MiniMax alumni association, chatting with top university talent about technical details

MiniMax's internal concept holds that the path to AGI may go beyond current human imagination. Therefore, in this process, more important than existing experience is the continuous desire to explore, the courage to face the unknown, and the willingness to accept failure. The company regards this "Deep Curiosity" as an important force to push individuals and the organization to break through cognitive boundaries and achieve non - linear growth." The insider summarized.

Like the double - helix structure of DNA, these two traits are intertwined, jointly constructing sustainable creativity and competitiveness in the AGI era. In fact, it is such a group of people who are driving this round of AI development.

Ilya Sutskever, the co - founder and former chief scientist of OpenAI, is a typical example with First - Principles Thinking and Deep Curiosity. During his doctoral studies, he participated as a core member in the development of AlexNet by Alex Krizhevsky and his tutor Geoffrey Hinton, and they achieved an overwhelming victory in the 2012 ImageNet competition. This achievement is generally regarded as a key turning point for deep learning in computer vision, which has triggered a global upsurge in artificial intelligence research.

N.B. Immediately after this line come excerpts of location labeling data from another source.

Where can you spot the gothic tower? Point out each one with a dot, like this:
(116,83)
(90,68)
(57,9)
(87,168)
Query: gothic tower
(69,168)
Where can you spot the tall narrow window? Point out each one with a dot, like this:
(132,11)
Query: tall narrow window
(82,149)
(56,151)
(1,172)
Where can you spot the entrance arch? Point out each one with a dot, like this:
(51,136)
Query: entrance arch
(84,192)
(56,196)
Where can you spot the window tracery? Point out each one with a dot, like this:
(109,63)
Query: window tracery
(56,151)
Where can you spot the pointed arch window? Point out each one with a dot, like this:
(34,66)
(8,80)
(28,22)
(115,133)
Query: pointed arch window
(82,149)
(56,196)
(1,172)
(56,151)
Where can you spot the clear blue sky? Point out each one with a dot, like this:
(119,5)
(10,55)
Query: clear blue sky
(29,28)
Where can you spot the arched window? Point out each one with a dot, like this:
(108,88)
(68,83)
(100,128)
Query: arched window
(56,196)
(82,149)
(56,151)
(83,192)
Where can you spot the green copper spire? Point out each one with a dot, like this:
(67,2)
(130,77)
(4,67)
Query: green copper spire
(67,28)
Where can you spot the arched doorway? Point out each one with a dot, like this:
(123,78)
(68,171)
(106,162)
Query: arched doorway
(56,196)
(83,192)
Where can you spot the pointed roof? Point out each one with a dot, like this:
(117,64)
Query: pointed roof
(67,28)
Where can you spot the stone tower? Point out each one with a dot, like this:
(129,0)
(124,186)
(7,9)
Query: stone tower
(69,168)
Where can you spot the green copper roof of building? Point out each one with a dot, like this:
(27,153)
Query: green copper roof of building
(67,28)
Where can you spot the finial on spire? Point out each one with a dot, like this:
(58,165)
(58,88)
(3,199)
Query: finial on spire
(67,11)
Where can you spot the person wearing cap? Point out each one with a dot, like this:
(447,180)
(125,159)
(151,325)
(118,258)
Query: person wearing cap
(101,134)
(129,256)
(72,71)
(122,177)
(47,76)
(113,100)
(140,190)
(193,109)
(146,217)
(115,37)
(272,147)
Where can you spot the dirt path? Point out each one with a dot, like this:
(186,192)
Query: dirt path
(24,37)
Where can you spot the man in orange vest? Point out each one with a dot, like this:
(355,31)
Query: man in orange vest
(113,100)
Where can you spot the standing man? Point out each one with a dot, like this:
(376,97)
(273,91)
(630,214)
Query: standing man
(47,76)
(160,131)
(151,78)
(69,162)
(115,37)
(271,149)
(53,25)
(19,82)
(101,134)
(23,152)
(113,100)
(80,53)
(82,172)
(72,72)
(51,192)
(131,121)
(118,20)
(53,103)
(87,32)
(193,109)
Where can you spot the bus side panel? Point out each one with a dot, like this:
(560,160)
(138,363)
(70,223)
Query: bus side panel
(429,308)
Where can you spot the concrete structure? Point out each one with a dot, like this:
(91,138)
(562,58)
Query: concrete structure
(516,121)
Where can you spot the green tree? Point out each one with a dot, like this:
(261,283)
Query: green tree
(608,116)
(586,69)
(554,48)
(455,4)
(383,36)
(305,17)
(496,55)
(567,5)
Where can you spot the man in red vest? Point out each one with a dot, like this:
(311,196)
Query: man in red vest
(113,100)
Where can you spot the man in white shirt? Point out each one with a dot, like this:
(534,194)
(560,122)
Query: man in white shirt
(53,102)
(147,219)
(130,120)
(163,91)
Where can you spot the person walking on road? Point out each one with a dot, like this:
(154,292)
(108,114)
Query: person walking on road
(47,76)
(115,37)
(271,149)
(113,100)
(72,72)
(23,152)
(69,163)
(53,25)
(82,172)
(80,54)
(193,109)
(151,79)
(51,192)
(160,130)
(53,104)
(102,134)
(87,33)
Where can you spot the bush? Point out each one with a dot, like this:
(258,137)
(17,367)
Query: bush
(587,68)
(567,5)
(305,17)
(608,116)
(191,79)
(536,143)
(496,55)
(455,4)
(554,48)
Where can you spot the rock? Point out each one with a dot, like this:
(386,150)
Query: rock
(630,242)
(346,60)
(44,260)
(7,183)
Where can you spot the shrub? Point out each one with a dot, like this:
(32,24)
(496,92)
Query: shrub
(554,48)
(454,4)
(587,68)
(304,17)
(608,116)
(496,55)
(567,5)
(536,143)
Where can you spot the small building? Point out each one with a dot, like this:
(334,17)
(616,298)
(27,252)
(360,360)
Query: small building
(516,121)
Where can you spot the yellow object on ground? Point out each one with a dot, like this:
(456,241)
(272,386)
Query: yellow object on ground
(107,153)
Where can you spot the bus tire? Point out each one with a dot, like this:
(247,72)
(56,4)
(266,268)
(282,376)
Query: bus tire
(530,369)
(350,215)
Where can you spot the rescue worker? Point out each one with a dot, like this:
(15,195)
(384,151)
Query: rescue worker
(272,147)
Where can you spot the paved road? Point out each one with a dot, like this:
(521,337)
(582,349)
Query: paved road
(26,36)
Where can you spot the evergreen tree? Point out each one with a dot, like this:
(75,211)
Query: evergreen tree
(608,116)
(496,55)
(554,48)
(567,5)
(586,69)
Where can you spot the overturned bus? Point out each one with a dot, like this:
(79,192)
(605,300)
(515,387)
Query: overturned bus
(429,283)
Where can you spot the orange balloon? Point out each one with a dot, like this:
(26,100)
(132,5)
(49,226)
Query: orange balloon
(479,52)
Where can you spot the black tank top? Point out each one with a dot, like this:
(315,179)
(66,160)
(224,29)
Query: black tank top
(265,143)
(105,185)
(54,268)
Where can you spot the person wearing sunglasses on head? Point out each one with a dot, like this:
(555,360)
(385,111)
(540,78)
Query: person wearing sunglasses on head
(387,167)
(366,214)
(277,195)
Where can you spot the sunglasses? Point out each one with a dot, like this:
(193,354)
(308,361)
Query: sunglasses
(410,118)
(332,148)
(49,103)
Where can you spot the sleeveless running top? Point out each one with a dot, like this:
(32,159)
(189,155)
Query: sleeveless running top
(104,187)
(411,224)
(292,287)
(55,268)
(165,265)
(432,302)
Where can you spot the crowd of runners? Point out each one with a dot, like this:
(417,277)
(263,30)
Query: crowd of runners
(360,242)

After founding OpenAI, he continued to start from first principles, advocating exploring general intelligence through paths such as "predicting the next token" and "information compression". This technical judgment has had an important impact on the direction selection of the GPT series and ultimately led to the phenomenal birth of ChatGPT.

These bold explorations are inseparable from the drive of Deep Curiosity. From computer vision to deep learning and then to general intelligence, Sutskever has been constantly exploring and questioning. Under the interaction of these two traits, Sutskever has undoubtedly become one of the most representative figures in the generative AI era.

Through this all - employee incentive measure, what MiniMax aims to achieve is to gather all the minds with "essential insights" and "deep curiosity" in different chains of AGI exploration, incorporate individual innovations in the algorithm, engineering, and product chains into an integrated mechanism, and make every exploration and innovation have the possibility of being recognized and amplified.

When the innovations of different roles are continuously superimposed, innovation will emerge at the organizational level, and ultimately converge into a continuous driving force for the entire company towards AGI.

In the Chinese AI startup landscape, MiniMax's uniqueness lies in that: it is regarded by external observers as a "Silicon Valley - style Pure Play AI company". Pure Play means not doing addition across industries but focusing on AI itself, forming a closed - loop from the model to the underlying products. At the same time, it is also considered by the outside world to have a strong will to survive, taking a pragmatic and radical approach to continuously break through in technical paths and quickly verify in commercialization.

The video shows the first and last frames of MiniMax's video model launch, supporting features such as the strongest complex instruction following.

From a more macroscopic perspective, every technological leap is accompanied by an update of the concept of talent. The industrial era emphasized execution, the Internet era valued speed and scale, while in the AI era, the most scarce are the ability to define problems and cross - border imagination. As large - scale models gradually take over repetitive execution and optimization, human value will be more concentrated on proposing problems worth solving and creating new combinations. In other words, the talent portrait of the next era is no longer the superposition of seniority and identity, but explorers who dare to face the unknown, stay curious, and have essential insights. This is not only the "talent double helix" emphasized by MiniMax but also the common call for future talent in the entire industry's journey towards AGI.